Bacteria can work as antibody factories
Scientists from Cornell University and New England Biolabs have engineered E. coli as an antibody expression platform. The molecular machinery necessary for antibody production was introduced in the bacteria, which produced full length IgGs in the cytoplasm. The findings have been published in the journal Nature Communications.
Monoclonal antibodies are proteins that recognize and destroy invasive elements in our bodies. They are widely used as therapeutic agents, and many research labs are constantly developing new ones. Currently, antibodies are mainly produced in hamster ovary cells, followed by mice cell lines and hybridomes. A small fraction of antibodies are produced in bacteria as antigen binding fragments (Fabs). Mammalian cell expression systems have advantages like greater expression and stability, but are expensive and slow compared to bacterial systems.
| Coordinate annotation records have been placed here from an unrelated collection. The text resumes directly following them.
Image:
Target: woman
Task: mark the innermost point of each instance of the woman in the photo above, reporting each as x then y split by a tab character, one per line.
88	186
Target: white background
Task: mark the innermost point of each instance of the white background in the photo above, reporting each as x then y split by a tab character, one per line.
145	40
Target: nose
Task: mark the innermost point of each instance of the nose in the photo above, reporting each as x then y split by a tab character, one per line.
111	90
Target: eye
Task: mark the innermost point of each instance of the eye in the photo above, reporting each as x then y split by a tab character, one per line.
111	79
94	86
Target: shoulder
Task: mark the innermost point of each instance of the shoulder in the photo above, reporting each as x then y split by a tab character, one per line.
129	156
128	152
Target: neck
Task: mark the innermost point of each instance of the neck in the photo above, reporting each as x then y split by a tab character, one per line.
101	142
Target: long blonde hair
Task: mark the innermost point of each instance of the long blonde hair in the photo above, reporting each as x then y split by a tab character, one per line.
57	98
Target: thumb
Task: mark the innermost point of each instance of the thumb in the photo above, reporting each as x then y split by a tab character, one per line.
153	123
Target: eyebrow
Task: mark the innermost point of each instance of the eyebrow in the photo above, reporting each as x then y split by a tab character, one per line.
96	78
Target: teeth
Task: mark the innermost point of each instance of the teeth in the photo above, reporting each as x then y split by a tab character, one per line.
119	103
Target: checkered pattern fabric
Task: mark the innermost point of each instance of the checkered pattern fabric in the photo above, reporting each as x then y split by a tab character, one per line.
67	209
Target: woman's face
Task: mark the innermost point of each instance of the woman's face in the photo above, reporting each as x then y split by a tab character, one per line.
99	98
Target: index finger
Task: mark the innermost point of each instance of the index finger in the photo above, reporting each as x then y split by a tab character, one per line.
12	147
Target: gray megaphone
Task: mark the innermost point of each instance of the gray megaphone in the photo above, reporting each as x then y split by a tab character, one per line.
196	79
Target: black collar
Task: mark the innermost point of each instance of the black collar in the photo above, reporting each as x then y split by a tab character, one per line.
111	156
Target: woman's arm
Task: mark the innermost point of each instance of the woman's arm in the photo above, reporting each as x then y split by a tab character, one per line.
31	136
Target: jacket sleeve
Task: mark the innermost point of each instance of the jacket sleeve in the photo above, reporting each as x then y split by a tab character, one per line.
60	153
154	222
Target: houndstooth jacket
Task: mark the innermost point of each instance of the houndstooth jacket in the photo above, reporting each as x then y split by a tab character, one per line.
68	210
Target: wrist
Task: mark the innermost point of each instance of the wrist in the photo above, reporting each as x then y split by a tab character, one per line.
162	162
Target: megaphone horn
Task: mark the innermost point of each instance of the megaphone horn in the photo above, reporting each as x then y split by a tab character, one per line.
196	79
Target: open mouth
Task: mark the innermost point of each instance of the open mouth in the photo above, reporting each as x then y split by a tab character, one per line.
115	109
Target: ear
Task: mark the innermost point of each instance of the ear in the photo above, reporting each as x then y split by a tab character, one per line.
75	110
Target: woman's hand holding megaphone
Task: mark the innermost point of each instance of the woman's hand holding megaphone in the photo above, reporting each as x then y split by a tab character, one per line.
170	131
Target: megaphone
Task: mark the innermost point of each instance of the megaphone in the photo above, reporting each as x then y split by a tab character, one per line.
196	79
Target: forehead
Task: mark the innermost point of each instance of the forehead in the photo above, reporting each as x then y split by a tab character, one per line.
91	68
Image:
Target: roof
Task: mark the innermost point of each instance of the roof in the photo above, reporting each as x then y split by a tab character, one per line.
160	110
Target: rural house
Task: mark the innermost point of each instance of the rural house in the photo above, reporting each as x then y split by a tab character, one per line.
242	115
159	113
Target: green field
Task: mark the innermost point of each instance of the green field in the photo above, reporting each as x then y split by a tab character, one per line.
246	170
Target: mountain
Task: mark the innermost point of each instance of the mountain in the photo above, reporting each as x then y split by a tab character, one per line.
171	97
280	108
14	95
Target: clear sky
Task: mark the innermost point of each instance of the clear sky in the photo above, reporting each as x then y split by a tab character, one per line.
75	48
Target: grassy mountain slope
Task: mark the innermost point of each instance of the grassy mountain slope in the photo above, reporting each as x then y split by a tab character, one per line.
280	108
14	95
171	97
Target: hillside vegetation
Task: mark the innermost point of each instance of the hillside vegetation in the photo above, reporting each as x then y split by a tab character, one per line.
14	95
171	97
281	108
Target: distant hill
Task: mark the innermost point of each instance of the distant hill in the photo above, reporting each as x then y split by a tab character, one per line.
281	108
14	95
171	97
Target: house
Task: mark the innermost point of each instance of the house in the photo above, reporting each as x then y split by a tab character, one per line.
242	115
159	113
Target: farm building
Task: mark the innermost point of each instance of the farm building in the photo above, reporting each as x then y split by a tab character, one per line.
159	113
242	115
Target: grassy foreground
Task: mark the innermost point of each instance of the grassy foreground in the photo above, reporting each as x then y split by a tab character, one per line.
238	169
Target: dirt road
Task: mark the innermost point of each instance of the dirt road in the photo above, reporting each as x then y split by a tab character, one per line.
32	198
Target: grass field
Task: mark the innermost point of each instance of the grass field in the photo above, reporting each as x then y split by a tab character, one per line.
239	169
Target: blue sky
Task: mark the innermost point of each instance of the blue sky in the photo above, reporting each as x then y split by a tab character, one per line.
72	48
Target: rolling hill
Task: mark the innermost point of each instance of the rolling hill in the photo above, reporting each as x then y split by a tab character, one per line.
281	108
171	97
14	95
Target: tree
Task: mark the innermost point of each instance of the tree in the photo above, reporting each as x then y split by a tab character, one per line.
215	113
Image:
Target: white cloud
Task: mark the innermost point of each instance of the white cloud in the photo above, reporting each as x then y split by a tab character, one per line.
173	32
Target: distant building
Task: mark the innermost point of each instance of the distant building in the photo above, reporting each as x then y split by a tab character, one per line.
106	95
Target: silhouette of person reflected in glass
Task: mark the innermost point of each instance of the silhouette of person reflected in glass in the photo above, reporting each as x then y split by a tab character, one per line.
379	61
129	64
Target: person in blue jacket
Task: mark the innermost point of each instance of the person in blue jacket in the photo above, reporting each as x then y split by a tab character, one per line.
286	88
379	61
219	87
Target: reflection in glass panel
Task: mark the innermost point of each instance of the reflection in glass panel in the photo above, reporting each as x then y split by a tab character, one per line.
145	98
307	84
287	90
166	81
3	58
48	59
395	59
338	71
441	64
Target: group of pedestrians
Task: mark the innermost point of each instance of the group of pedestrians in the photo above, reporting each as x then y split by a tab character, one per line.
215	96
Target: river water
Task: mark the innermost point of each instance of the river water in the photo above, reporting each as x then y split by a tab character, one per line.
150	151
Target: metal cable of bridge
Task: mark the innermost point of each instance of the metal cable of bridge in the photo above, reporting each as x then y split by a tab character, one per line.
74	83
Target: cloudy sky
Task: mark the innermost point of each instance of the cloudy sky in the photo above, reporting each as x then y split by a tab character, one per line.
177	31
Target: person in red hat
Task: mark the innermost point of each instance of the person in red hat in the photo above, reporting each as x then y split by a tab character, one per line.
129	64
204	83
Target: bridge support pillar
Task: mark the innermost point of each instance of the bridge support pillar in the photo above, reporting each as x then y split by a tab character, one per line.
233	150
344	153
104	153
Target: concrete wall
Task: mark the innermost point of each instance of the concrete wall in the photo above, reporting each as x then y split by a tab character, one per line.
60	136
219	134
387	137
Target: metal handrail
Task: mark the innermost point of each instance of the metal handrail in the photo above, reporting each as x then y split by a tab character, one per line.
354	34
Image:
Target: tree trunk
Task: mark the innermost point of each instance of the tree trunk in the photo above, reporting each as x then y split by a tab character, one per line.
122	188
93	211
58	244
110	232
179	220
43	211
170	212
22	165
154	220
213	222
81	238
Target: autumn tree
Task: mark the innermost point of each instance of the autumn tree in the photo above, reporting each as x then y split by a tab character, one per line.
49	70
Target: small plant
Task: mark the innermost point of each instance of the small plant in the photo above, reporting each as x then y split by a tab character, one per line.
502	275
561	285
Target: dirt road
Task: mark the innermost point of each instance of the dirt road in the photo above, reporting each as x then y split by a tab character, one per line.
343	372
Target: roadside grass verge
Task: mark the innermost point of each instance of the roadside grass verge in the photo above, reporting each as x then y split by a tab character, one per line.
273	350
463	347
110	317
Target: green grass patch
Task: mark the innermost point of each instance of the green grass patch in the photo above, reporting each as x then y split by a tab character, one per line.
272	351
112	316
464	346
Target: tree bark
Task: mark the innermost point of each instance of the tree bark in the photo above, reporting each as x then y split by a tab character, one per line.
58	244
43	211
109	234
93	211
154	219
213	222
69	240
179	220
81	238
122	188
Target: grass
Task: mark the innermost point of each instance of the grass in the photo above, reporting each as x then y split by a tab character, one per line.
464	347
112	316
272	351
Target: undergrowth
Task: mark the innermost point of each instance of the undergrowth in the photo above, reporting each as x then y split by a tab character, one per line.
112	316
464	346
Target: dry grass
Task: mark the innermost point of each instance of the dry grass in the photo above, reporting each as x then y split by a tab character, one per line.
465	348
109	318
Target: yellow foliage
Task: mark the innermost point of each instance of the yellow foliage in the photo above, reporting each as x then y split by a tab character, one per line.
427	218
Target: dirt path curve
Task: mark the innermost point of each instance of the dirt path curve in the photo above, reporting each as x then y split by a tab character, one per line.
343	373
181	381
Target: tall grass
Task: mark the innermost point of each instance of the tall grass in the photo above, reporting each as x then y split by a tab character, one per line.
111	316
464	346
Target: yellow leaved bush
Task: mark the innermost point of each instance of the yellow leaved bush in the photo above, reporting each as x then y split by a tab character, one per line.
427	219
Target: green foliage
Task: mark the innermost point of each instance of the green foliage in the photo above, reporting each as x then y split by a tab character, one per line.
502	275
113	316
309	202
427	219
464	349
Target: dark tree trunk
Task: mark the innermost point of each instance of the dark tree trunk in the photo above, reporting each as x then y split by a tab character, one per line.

E. coli is a common platform for recombinant protein expression, but antibodies require the formation of a disulfide bond, which naturally occurs at the periplasmic space. Some research groups managed to produce the antibody chains and assemble them in the periplasm, but this method presents several disadvantages. forst, the periplasm is relatively small, so it can not support high antibody expression levels. Second, the periplasm lacks the chaperone proteins that assist antibodies to fold properly and thus be functional. Third, the antibody chains can not easily be delivered to the periplasm, as they need to cross the cytoplasmic membrane.
Creating a less reducing environment in the cytoplasm
Dr. DeLisa and Dr. Berkmen presented a new approach to these problems. Their teams engineered the E. coli strain SHuffle to make a more oxidative environment in its cytoplasm, similar to conditions found in the periplasm that allow disulfide bond formation. They successfully produced and assembled IgGs in the cytoplasm, where there are several chaperones to fold the antibodies. The method also avoids the energetic cost of membrane translocation. The production level of the so-called cyclonals was much higher than in the periplasm. The study also proves that the new technique can be combined with strategies commonly used to create custom antibodies with clinical properties, like grafting alternative epitope recognition domains, humanizing and Fc engineering.
The new platform will allow unprecedented antibody expression levels for therapeutic and diagnostic applications. The researchers have so far produced antibodies against avian flu virus, Bacillus anthracis and breast cancer.